Me: “OK, will it be a problem that we’re moving?”
Them: “Oh yeah, for sure.”
Me: “OK, well will there be a road?”
Them: “Couldn’t tell you.”
Me: “Have… have you done this before?”
In the end, we managed after weeks of back and forth and no small amount of stress to come to an agreement that they would leave the sidewalk in front of our house until August 19th which gave us the window to move. They even put it in writing.
Except that the very next day, I woke to this. He’s cutting the asphalt. None of the other driveways were done up to this driveway. Just this one. We were in the middle of the street.

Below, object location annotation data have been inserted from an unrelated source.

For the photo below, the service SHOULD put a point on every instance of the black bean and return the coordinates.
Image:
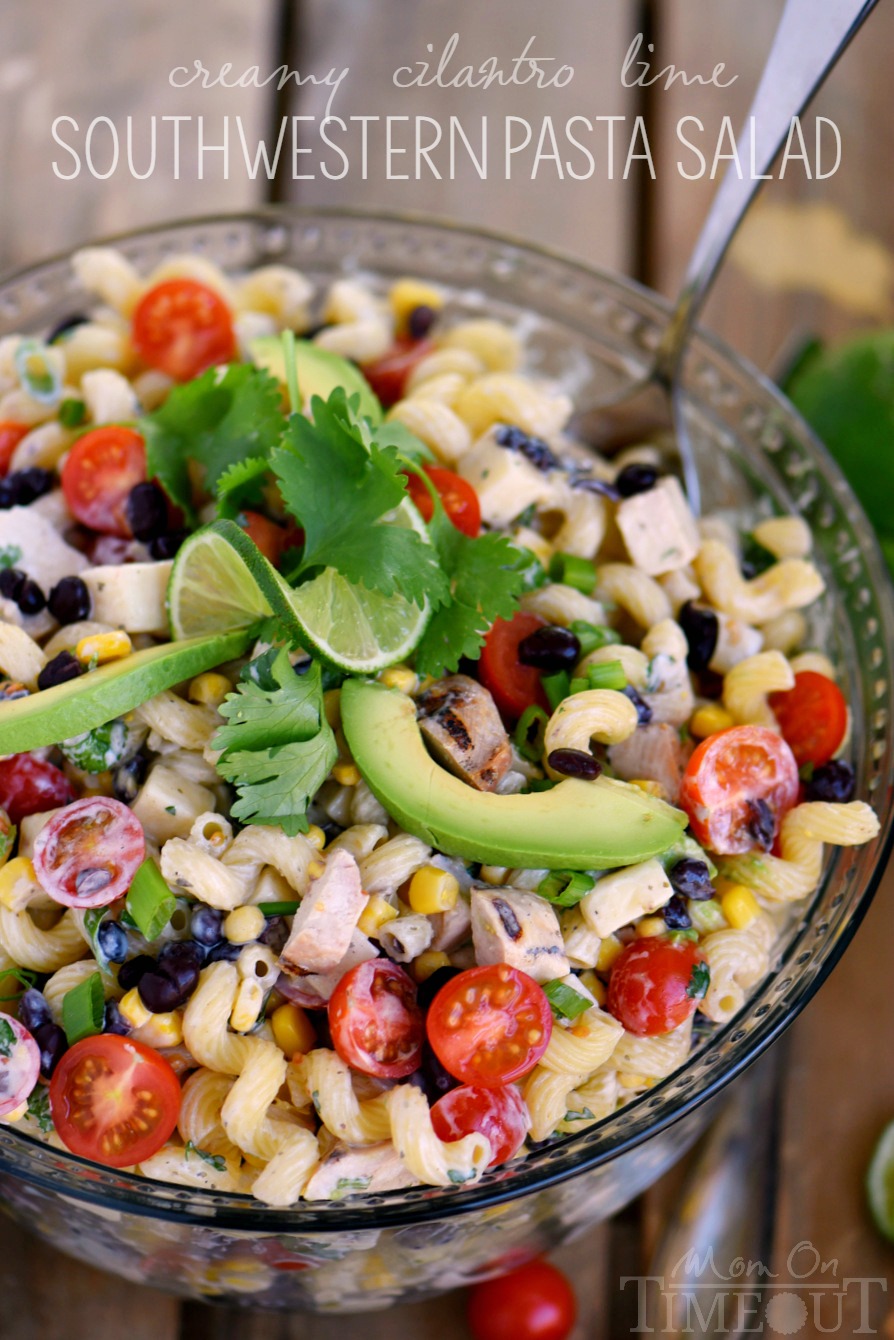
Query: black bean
(146, 511)
(70, 600)
(31, 598)
(421, 320)
(11, 583)
(574, 763)
(692, 879)
(635, 479)
(111, 940)
(52, 1043)
(130, 973)
(701, 629)
(34, 1011)
(833, 781)
(676, 914)
(62, 667)
(644, 710)
(550, 649)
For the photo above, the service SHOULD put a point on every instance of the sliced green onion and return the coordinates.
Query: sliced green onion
(566, 887)
(149, 903)
(530, 732)
(593, 635)
(564, 1001)
(571, 570)
(556, 688)
(82, 1009)
(279, 909)
(610, 674)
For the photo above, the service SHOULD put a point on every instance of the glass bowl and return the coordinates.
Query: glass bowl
(591, 331)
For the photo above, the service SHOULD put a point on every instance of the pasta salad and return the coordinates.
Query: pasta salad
(388, 784)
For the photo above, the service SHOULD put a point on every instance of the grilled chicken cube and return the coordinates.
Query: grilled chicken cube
(512, 926)
(463, 726)
(325, 922)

There were at least 2 more “oopses” that felt very passive aggressive after we’d reached an agreement that had me wondering if we’d get vehicles in and out or not and they seemed to take particular delight in starting work every day in front of our house for some reason, despite the fact that they had the least amount of work to do in front of it in the short term.
Or parking in our driveway and going for lunch but not ask if I needed to go anywhere. That said, after that first oops, I had been cancelling appointments anyway because I felt like if I left, the sidewalk would be gone when I got home. I felt a lot like a caged bird.

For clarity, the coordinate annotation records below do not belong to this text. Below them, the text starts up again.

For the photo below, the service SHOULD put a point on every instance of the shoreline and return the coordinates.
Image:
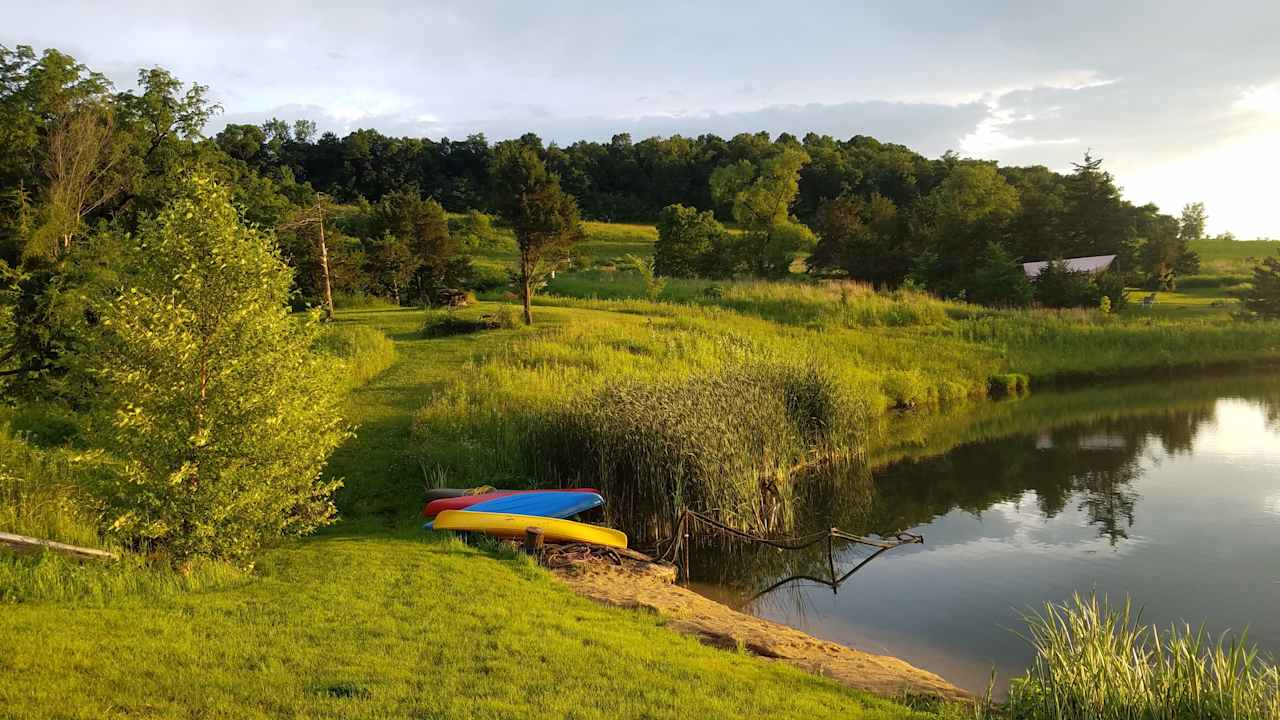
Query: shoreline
(632, 580)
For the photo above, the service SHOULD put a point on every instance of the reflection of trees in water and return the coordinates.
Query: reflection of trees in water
(1088, 465)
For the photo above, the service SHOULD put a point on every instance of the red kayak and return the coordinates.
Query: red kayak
(465, 501)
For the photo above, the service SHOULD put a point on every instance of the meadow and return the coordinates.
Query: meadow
(713, 396)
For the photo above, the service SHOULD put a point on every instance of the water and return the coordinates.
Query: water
(1166, 492)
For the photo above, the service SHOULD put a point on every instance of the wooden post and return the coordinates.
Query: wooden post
(324, 264)
(23, 543)
(534, 542)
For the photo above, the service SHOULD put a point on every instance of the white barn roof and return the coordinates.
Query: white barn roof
(1092, 264)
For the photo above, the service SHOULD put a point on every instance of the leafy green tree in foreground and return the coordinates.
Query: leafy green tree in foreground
(1000, 279)
(686, 242)
(1264, 297)
(542, 215)
(210, 397)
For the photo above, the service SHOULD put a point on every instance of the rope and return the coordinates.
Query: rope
(677, 542)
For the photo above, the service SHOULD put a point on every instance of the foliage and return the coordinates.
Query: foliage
(689, 242)
(542, 215)
(1057, 286)
(209, 395)
(475, 231)
(720, 443)
(1264, 296)
(362, 352)
(42, 492)
(860, 238)
(762, 200)
(1097, 661)
(1000, 281)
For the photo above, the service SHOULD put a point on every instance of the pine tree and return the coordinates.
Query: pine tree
(1264, 297)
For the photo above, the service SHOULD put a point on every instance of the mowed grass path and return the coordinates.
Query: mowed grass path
(376, 619)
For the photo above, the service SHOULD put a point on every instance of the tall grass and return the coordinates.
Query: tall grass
(42, 493)
(1098, 661)
(725, 443)
(361, 351)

Our moving day didn’t actually affect them much because they were so behind schedule by then that they hadn’t started pouring the sidewalks on our side of the street. The sidewalk was gone about the 21st and they had only just poured a few days before by the time we gave the house up to the new owners less than a week later. All that stress basically for nothing.

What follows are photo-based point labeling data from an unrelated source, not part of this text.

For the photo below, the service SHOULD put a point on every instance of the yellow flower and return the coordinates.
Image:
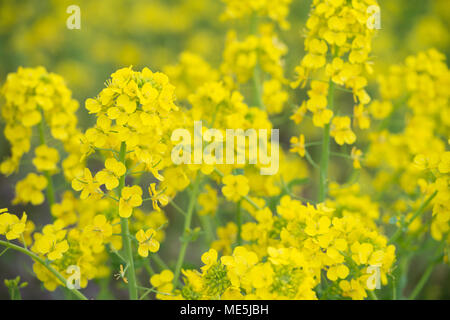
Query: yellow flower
(235, 187)
(46, 158)
(11, 226)
(30, 189)
(131, 197)
(111, 174)
(157, 196)
(48, 244)
(147, 242)
(356, 156)
(209, 259)
(341, 131)
(98, 231)
(88, 186)
(298, 145)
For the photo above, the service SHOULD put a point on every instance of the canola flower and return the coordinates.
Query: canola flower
(283, 236)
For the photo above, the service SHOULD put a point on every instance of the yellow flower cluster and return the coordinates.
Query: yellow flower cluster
(287, 254)
(35, 97)
(416, 155)
(263, 51)
(276, 10)
(338, 45)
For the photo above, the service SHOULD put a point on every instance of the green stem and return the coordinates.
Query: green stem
(419, 211)
(161, 264)
(426, 275)
(38, 259)
(373, 295)
(256, 77)
(206, 224)
(239, 223)
(50, 188)
(323, 179)
(187, 226)
(132, 286)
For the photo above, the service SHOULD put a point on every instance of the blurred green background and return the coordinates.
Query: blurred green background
(153, 33)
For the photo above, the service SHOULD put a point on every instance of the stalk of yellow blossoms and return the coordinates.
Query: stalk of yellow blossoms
(338, 44)
(131, 130)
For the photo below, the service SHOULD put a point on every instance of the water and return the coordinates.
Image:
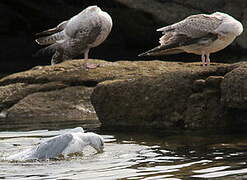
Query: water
(132, 156)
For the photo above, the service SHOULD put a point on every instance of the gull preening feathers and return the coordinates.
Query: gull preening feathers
(73, 141)
(200, 34)
(78, 35)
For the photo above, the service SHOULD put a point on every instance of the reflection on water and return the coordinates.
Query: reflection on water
(169, 156)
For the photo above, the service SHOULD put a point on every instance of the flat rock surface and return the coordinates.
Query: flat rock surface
(142, 94)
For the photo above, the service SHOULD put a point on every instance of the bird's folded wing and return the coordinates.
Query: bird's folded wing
(53, 147)
(173, 43)
(59, 28)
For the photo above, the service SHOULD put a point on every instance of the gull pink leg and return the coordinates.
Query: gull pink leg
(207, 59)
(203, 59)
(86, 54)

Starting in front of our house every morning wouldn’t be much of a problem if I wasn’t a night owl and they didn’t start at 7am. As it was, the main piece of equipment they used shrieks and squeals something fierce, so after the first “oops” when I’d hear it first thing in the morning in front of the house, I’d jump out of bed and go running for the door in case they tried again to take the sidewalk.
Ryan didn’t understand why I was so stressed out until one of the days we went back to clean the house and he heard “Jenna”, the excavator in motion for the first time. At that point, he remarked that Jenna sounded like a “Panzer tank”. I’m convinced when we watch the movies with those tanks in them that they leave them that noisy as a form of psychological terror because that’s what Jenna did to me. I didn’t sleep much for close to 6 weeks and when I did, I usually woke up in a panic. Even that day, I felt my heart rate speed up when I heard her moving.
When we got to the new house, I realized that the construction company broke me. I’m a very reluctant morning lark now, or more so than I was and I rarely make it to midnight anymore. Seems harmless, right? Forcibly changing someone’s sleep schedule can lead to bad things so I’m hoping that I will swing back to my usual eventually.
The construction sure gave us perspective when we got here though. It’s not as silent as it was the night we viewed it but it’s normal acreage neighbourhood noise and so quiet compared to the 6 weeks before the move.
Even with the filth we had to clean up, I’m so happy we’re here.
Oh! And all those comments about the noise bylaws and about the neighbours breaking windows and break-ins /crime and other “I’ll do what I want” things we put up with?
I learned a couple of days before the conditions were removed off the sale of our house that one of the new owners of our house was a bylaw officer and apparently the buyer’s Realtor made it well known to the neighbours.
Yeah, my name was mud by the time we left.
With this written, I now officially (if the Shaw refund ever shows up!) put our chapter in Morinville behind us and move on to our new chapter in our new home. May it be boring from here on out.
*The header photo is of the moon above our house.
Today’s post title: Fast Car – Tracy Chapman
[Verse 2]
You got a fast car
I got a plan to get us outta here
I been working at the convenience store
Managed to save just a little bit of money
Won’t have to drive too far
Just across the border and into the city
You and I can both get jobs
Finally see what it means to be living
[Pre-Chorus]
You got a fast car
Is it fast enough so we can fly away?